Aus dem FAZ-Artikel:
Lucas’ These hatte jedoch ein Problem: Sie konnte Konjunkturschwankungen und Krisen nur schlecht erklären, zumindest konnte sie sie nicht mit menschlichem Verhalten erklären. Denn die Menschen verhielten sich bei Lucas ja stets rational, neigten also nicht zu Übertreibungen wie Gier und Angst. So spaltete sich die Wissenschaft nach Lucas in zwei Lager: die einen, die weiterhin an den vollständig rationalen Menschen glaubten und die Schwankungen in der Konjunktur vor allem mit Technologieschocks erklärten (Real-Business-Cycle-Schule), und die anderen, die glaubten, dass Menschen eben nicht vollständig rational waren und dadurch Schwankungen in der Wirtschaft auslösen konnten (Neue Keynesianer)

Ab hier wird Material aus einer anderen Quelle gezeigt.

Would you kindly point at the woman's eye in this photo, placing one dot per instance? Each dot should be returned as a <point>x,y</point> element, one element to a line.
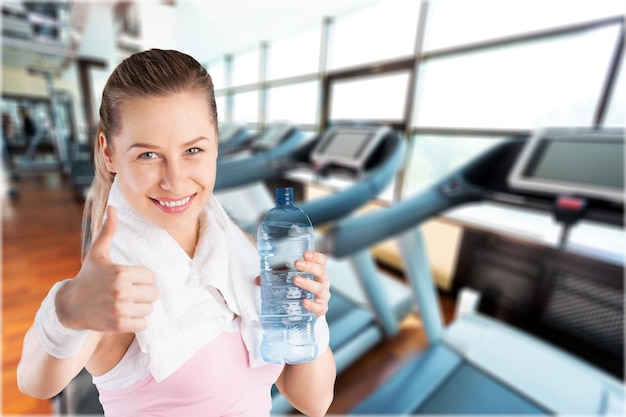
<point>192,151</point>
<point>147,155</point>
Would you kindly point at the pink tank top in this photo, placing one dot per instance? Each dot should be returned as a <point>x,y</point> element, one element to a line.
<point>216,381</point>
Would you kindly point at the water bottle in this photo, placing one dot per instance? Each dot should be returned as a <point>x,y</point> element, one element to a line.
<point>283,237</point>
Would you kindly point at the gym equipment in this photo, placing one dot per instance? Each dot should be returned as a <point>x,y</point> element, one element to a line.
<point>367,304</point>
<point>233,138</point>
<point>478,365</point>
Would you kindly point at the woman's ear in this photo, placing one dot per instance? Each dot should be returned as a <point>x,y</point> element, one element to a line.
<point>107,152</point>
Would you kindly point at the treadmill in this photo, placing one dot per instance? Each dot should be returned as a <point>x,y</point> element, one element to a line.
<point>366,304</point>
<point>239,187</point>
<point>477,364</point>
<point>233,138</point>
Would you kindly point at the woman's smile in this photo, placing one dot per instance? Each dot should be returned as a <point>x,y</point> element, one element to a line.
<point>173,205</point>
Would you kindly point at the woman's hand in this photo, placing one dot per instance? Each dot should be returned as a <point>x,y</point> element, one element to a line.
<point>105,296</point>
<point>314,263</point>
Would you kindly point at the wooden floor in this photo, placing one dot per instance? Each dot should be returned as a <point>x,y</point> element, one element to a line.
<point>41,245</point>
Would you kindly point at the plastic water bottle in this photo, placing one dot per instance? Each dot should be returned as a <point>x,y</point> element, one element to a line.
<point>283,237</point>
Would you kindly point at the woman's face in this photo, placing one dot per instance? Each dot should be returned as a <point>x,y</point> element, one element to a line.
<point>165,158</point>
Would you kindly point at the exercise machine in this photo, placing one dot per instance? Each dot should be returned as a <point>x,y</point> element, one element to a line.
<point>361,162</point>
<point>233,138</point>
<point>478,364</point>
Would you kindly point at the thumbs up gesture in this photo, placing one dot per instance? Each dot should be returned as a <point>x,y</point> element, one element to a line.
<point>105,296</point>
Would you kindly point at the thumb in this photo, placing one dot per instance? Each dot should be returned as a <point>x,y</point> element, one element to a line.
<point>100,246</point>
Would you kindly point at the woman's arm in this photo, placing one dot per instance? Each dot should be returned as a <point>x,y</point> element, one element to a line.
<point>103,297</point>
<point>42,375</point>
<point>309,387</point>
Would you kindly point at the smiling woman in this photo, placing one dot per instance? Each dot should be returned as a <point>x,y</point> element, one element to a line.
<point>168,280</point>
<point>174,172</point>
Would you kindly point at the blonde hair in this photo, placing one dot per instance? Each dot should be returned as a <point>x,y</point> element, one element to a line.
<point>150,73</point>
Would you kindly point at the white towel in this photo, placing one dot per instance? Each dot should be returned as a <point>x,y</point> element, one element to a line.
<point>197,296</point>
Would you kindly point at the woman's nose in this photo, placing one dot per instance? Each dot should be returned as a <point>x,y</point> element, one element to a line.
<point>173,176</point>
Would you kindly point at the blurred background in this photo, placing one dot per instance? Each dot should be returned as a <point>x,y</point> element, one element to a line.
<point>454,78</point>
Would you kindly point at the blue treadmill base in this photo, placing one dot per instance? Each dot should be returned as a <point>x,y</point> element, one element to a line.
<point>440,382</point>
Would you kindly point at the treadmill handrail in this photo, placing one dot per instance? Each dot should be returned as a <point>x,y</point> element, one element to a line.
<point>338,205</point>
<point>360,232</point>
<point>263,159</point>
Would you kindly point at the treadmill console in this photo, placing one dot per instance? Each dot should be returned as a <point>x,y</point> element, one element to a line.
<point>587,163</point>
<point>272,137</point>
<point>348,147</point>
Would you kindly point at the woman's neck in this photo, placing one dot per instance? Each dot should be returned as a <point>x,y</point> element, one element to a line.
<point>187,238</point>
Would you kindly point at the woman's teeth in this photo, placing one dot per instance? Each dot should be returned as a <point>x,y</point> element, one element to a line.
<point>174,203</point>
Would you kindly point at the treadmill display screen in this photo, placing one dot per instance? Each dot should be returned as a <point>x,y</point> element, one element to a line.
<point>348,144</point>
<point>585,163</point>
<point>594,163</point>
<point>271,138</point>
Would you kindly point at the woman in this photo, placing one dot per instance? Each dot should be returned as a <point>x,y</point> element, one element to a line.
<point>163,311</point>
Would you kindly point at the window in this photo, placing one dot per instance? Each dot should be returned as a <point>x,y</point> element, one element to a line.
<point>217,71</point>
<point>616,110</point>
<point>552,81</point>
<point>296,55</point>
<point>373,97</point>
<point>246,67</point>
<point>297,103</point>
<point>246,107</point>
<point>381,32</point>
<point>453,23</point>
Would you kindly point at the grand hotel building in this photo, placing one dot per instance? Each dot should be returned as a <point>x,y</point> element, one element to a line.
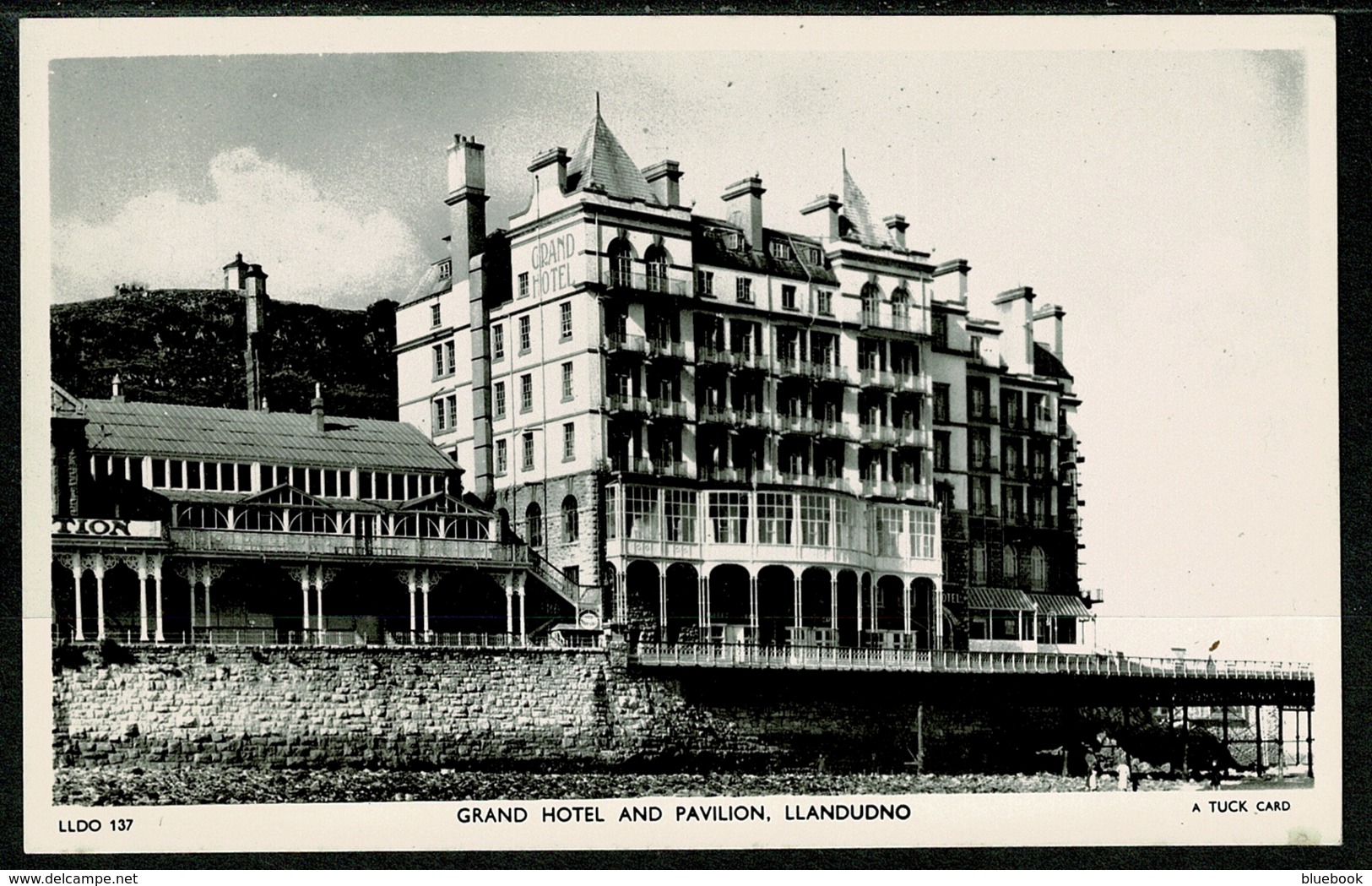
<point>739,432</point>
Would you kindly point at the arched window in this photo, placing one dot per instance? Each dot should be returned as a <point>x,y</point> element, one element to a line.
<point>870,299</point>
<point>900,302</point>
<point>979,563</point>
<point>571,528</point>
<point>1038,568</point>
<point>534,525</point>
<point>621,262</point>
<point>656,258</point>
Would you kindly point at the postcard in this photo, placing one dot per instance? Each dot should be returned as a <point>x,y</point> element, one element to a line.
<point>680,432</point>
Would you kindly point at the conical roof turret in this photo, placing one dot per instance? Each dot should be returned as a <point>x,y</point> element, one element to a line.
<point>860,215</point>
<point>601,164</point>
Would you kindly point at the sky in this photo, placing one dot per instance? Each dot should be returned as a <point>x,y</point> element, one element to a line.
<point>1161,195</point>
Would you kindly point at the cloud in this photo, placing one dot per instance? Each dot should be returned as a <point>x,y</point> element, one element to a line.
<point>313,248</point>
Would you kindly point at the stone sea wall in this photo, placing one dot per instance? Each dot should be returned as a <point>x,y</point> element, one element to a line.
<point>377,708</point>
<point>513,708</point>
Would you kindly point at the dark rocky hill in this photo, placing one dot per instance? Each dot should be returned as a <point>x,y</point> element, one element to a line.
<point>186,346</point>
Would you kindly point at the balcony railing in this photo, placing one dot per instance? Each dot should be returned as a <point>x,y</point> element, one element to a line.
<point>985,415</point>
<point>873,378</point>
<point>673,470</point>
<point>626,404</point>
<point>914,383</point>
<point>711,354</point>
<point>711,413</point>
<point>748,360</point>
<point>621,281</point>
<point>913,438</point>
<point>987,464</point>
<point>917,490</point>
<point>296,545</point>
<point>665,349</point>
<point>1016,421</point>
<point>836,428</point>
<point>797,424</point>
<point>669,409</point>
<point>825,371</point>
<point>952,661</point>
<point>625,343</point>
<point>653,466</point>
<point>878,433</point>
<point>737,360</point>
<point>748,417</point>
<point>217,635</point>
<point>884,317</point>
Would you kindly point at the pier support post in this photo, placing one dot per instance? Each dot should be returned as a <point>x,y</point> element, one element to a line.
<point>1310,742</point>
<point>1280,742</point>
<point>1224,737</point>
<point>1185,741</point>
<point>919,740</point>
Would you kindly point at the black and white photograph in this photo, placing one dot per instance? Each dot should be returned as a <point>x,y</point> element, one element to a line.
<point>674,432</point>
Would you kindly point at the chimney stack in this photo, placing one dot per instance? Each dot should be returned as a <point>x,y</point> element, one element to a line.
<point>664,178</point>
<point>944,291</point>
<point>549,171</point>
<point>750,208</point>
<point>467,202</point>
<point>235,273</point>
<point>822,217</point>
<point>897,226</point>
<point>317,408</point>
<point>252,281</point>
<point>1016,309</point>
<point>1047,328</point>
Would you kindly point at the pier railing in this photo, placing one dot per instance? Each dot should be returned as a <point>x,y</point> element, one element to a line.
<point>952,661</point>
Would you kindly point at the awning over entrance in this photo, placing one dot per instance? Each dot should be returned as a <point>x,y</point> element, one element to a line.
<point>998,598</point>
<point>1060,605</point>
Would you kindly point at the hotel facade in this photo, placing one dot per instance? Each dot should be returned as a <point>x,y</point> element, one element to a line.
<point>724,431</point>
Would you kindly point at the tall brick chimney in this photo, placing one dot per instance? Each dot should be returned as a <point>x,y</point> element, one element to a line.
<point>467,202</point>
<point>746,197</point>
<point>252,281</point>
<point>317,408</point>
<point>664,178</point>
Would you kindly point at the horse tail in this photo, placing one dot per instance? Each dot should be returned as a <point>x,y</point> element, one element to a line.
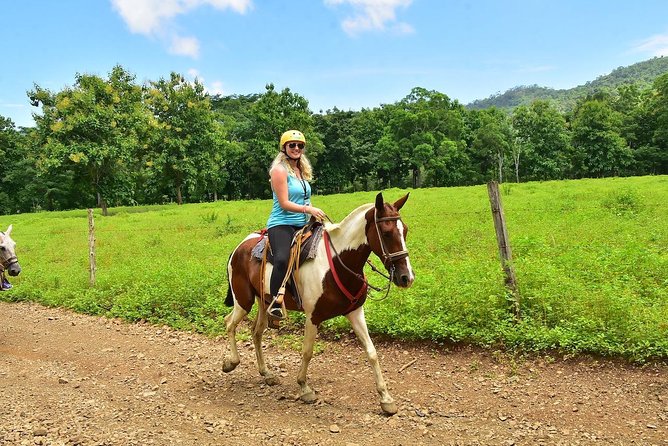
<point>229,299</point>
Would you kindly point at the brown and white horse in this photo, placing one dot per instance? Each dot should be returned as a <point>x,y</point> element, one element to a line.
<point>8,260</point>
<point>332,284</point>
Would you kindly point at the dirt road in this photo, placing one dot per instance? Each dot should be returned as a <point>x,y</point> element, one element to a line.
<point>68,379</point>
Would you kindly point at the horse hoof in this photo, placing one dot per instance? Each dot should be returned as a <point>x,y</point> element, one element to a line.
<point>389,408</point>
<point>228,366</point>
<point>271,380</point>
<point>308,398</point>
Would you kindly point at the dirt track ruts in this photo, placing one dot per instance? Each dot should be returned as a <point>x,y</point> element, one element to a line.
<point>69,379</point>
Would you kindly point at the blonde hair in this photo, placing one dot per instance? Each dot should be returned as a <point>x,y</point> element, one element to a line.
<point>303,163</point>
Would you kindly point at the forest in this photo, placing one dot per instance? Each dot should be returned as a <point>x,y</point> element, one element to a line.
<point>111,141</point>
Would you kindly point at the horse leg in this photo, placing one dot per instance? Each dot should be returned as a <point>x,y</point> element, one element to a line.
<point>358,322</point>
<point>310,331</point>
<point>258,330</point>
<point>231,321</point>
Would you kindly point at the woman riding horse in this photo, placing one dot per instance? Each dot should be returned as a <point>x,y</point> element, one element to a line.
<point>330,285</point>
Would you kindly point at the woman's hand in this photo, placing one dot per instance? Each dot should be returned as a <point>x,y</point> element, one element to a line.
<point>316,212</point>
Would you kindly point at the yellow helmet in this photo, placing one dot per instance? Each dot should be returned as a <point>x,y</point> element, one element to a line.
<point>292,135</point>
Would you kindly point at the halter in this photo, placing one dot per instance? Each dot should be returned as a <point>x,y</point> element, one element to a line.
<point>6,263</point>
<point>391,257</point>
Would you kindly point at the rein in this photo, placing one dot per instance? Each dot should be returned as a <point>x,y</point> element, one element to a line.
<point>387,257</point>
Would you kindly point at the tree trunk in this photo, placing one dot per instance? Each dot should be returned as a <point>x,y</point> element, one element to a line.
<point>103,204</point>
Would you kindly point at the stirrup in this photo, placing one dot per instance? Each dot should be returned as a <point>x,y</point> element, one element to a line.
<point>275,310</point>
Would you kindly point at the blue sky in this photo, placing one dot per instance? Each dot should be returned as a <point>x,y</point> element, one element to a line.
<point>344,53</point>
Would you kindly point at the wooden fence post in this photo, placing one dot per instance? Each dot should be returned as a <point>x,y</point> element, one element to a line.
<point>91,247</point>
<point>504,245</point>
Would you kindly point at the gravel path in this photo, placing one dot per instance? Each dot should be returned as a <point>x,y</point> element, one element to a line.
<point>69,379</point>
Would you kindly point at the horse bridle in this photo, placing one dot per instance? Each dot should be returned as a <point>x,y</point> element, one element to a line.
<point>393,256</point>
<point>6,263</point>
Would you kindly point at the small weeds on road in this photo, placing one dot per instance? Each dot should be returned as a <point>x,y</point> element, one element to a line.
<point>590,256</point>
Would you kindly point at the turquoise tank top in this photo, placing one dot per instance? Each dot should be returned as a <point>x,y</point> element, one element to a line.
<point>298,192</point>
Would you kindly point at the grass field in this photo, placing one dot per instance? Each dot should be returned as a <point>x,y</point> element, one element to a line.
<point>591,259</point>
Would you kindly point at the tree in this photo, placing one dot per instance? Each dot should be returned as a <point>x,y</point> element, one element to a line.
<point>599,149</point>
<point>492,143</point>
<point>541,135</point>
<point>93,130</point>
<point>186,141</point>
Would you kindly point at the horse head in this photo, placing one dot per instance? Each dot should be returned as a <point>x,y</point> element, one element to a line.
<point>8,260</point>
<point>386,234</point>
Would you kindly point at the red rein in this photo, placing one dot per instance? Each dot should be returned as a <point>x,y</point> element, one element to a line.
<point>353,299</point>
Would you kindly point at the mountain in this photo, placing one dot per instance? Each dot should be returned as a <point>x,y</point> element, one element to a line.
<point>642,73</point>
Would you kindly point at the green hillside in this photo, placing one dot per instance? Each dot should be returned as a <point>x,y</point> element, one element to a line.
<point>589,255</point>
<point>642,73</point>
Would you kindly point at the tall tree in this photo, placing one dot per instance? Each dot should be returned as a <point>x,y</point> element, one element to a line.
<point>599,149</point>
<point>93,130</point>
<point>186,140</point>
<point>492,143</point>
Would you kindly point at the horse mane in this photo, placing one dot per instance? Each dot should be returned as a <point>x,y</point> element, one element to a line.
<point>346,227</point>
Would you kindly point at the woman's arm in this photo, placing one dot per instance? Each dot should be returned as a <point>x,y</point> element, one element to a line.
<point>279,182</point>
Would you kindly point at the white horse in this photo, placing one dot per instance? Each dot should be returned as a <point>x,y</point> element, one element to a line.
<point>8,260</point>
<point>330,285</point>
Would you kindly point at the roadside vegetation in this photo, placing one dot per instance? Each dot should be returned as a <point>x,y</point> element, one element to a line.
<point>591,259</point>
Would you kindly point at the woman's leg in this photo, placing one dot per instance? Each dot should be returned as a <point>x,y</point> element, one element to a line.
<point>280,238</point>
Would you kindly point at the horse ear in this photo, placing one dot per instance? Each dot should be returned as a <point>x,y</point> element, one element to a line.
<point>380,202</point>
<point>400,202</point>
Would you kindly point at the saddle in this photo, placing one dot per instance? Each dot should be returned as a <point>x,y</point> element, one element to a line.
<point>303,248</point>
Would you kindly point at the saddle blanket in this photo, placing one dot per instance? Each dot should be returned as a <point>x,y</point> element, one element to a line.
<point>309,248</point>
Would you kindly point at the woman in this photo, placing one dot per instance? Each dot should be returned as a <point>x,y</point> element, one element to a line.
<point>290,175</point>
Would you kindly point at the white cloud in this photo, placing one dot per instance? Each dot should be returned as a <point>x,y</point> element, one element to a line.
<point>184,46</point>
<point>215,87</point>
<point>656,45</point>
<point>154,18</point>
<point>370,15</point>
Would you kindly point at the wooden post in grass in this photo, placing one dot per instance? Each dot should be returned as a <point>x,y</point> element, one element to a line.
<point>504,245</point>
<point>91,247</point>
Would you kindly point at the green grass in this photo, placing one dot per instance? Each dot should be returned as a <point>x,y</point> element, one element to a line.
<point>591,259</point>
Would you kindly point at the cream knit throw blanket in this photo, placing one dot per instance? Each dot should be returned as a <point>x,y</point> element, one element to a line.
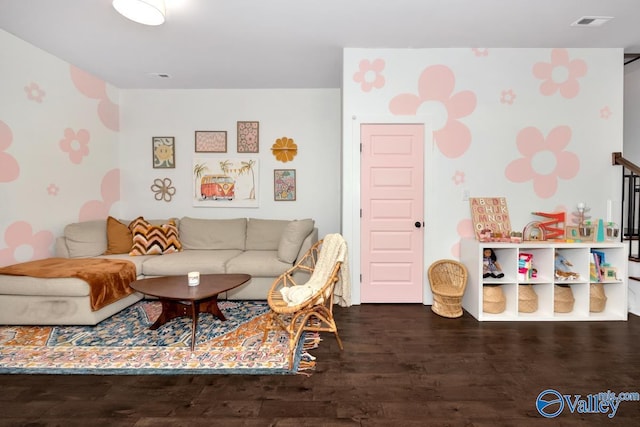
<point>334,249</point>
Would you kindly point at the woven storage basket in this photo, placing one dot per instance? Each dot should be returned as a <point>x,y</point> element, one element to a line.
<point>597,298</point>
<point>563,299</point>
<point>527,299</point>
<point>493,299</point>
<point>448,280</point>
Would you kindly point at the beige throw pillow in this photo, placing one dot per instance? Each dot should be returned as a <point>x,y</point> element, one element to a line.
<point>87,238</point>
<point>292,238</point>
<point>119,237</point>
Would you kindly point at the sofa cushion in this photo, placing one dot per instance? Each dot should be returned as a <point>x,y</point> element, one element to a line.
<point>196,233</point>
<point>264,234</point>
<point>151,239</point>
<point>257,264</point>
<point>87,238</point>
<point>119,237</point>
<point>204,261</point>
<point>137,260</point>
<point>292,237</point>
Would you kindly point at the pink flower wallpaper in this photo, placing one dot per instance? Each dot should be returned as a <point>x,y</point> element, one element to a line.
<point>436,85</point>
<point>58,151</point>
<point>536,126</point>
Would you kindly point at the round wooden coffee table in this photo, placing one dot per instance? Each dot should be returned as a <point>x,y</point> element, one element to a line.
<point>179,299</point>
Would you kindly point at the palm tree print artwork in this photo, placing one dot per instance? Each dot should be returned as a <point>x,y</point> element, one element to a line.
<point>225,182</point>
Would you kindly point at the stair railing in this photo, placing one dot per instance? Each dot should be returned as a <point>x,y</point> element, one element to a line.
<point>630,221</point>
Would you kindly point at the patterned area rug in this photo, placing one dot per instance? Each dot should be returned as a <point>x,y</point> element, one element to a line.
<point>124,344</point>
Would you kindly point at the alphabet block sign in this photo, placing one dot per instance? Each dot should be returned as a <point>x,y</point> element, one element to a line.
<point>490,218</point>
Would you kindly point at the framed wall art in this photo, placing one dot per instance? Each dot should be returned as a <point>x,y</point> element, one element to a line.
<point>164,152</point>
<point>284,185</point>
<point>211,141</point>
<point>248,137</point>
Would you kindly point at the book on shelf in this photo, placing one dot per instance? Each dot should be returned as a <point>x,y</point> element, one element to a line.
<point>595,266</point>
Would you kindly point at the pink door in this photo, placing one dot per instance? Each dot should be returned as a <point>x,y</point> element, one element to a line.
<point>392,203</point>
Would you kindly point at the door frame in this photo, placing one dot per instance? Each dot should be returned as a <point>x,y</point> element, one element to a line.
<point>351,195</point>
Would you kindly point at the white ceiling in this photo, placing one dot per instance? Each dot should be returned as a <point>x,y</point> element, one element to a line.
<point>296,43</point>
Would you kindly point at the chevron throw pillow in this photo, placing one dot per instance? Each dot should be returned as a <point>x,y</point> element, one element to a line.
<point>149,239</point>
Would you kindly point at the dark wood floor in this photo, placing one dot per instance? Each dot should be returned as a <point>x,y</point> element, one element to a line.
<point>402,366</point>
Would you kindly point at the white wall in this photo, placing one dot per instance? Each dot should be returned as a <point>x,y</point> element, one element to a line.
<point>632,112</point>
<point>474,143</point>
<point>311,117</point>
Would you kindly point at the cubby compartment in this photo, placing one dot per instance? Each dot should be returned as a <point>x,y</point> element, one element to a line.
<point>539,257</point>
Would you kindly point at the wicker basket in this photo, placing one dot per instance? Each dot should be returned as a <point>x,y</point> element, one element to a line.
<point>493,299</point>
<point>597,298</point>
<point>448,280</point>
<point>527,299</point>
<point>563,299</point>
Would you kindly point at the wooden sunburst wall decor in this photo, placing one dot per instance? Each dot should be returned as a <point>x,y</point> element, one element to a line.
<point>284,149</point>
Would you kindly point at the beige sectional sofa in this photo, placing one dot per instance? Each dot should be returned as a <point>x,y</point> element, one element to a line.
<point>263,248</point>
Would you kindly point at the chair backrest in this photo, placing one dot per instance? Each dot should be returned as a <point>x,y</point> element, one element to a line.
<point>448,274</point>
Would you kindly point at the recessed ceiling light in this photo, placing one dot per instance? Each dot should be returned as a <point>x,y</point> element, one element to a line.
<point>591,21</point>
<point>147,12</point>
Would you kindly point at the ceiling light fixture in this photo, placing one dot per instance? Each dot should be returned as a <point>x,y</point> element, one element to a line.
<point>147,12</point>
<point>591,21</point>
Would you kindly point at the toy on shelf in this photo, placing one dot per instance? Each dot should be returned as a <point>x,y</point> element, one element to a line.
<point>563,268</point>
<point>585,228</point>
<point>525,267</point>
<point>490,265</point>
<point>554,227</point>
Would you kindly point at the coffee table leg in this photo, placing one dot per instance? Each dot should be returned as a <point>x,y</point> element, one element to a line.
<point>211,306</point>
<point>195,309</point>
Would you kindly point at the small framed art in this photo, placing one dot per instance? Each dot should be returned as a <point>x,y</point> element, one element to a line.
<point>211,141</point>
<point>164,152</point>
<point>248,137</point>
<point>284,185</point>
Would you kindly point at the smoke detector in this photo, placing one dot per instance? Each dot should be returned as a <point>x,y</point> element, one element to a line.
<point>591,21</point>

Und speziell zur Mathematisierung (und dem Zitat aus der Überschrift):
Sie hatten das Gefühl, erst dann theoretisch zu arbeiten, wenn sie auch komplizierte Mathematik verwendeten “mit ersten und zweiten Ableitungen”. Und das ging nun einmal besser, wenn man vom rationalen Menschen ausging. So führte für Krugman der Erfolg der Rationalitätsannahme gepaart mit einer Mathematikmanie dazu, dass die Wissenschaftler in dieser Krise blind waren.
Na ja, für Naturwissenschaftler ist es wohl eher amüsant, daß Ökonomen die Verwendung von Ableitungen schon als komplizierte Mathematik ansehen. Krugmans Schlußfolgerung ist jedenfalls, wenig überraschend, man solle erst beobachten, dann interpretieren. Was ja der Verwendung von Mathematik eigentlich nicht widerspricht.
Disclaimer: ich habe das Original von Krugmans Vortrag nicht gelesen, dieser Beitrag paraphrasiert nur den FAZ-Artikel.
1 Jaa, ich weiß, den Wirtschaftsnobelpreis gibt’s nicht. Kann man hier oder hier nachlesen.